The implementation of the 2-6-6-3 education system enters its second year next week and the pioneer class will enter upper primary.
They will be left with just two years before completing their primary school.
The unique challenge this time is that unlike the abandoned 8-4-4, learners will have to take 12 subjects, up from six.
In total, learners will spend 1,600 hours of learning every week. This is an equivalent of 40 lessons a week
The is up from 35 lessons in the 8-4-4.
This means the workload in schools is expected to increase two-fold for both learners and teachers.
A circular by Basic Education PS Belio Kipsang to school heads and dated November 7 states that there shall be eight lessons in a day.
It is titled “CBC roll out; implementation guidelines for upper primary Grade 4,5 and 6 further”.
The government will need to ensure the six new subjects that will be introduced are taught despite teacher shortfall.
The new subjects will include Home Science, Agriculture, Creative arts, one optional foreign/indigenous languages, physical health education and pastoral programmes.
Mathematics and Health Education are allocated five lessons each week.
Kiswahili, English, and Science will have four lessons each week while Social Studies, Home Science, Agriculture, Religious Education and Creative Arts have three lessons each week.
The foreign subjects will have two weekly lessons and one lesson will be allocated to pastoral programmes.
Foreign languages will be optional while for creative arts, a learner will have to choose from Music, art and craft.
In the circular, the Education PS a said implementation guidelines for foreign and indigenous languages will be issued to the identified public primary schools.
Kipsang states that: “The Education ministry in conjunction with the TSC will identify public primary schools that will offer foreign and indigenous languages.”
Kipsang further notes that for the creative arts category, schools will offer one theory lesson and a double lesson for practical activities.
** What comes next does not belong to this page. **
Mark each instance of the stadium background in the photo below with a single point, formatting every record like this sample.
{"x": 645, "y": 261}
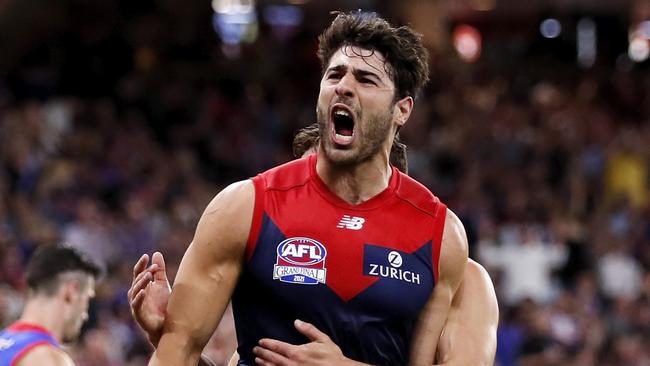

However, the creative arts — comprising home science, music and art and craft—also suffer lack of teachers.
However, sources from the Education ministry indicate that the government banks on teachers to take up extra classes to cover for the expansive learning areas in the new curriculum.
The argument is that teachers with P1 qualification—those who teach primary school—are trained to teach in all learning areas.
The creative arts were previously taught under the 8-4-4 but were later dropped for being perceived inferior and were not examinable.
In preparation of the roll-out, Education CS George Magoha said Education ministry had supplied Grade Four textbooks in 97 per cent of the counties.
He said the remaining counties would be reached before schools open.
Yesterday, Kenya Publishers Association chairman Lawrence Njagi said the books had fully been distributed ahead of Monday school reopening.
Njagi revealed that the publishers in total worked on 14 million textbooks for 12 subjects.
Further, the Teachers Service Commission has trained 106,320 teachers from public and private schools, head teachers and tutors from special needs schools on the CBC to help tackle the implementation in Grade four.
Kenya Parents Association chairman Nicholas Maiyo yesterday said called on the government to increase resources that will support the implementation.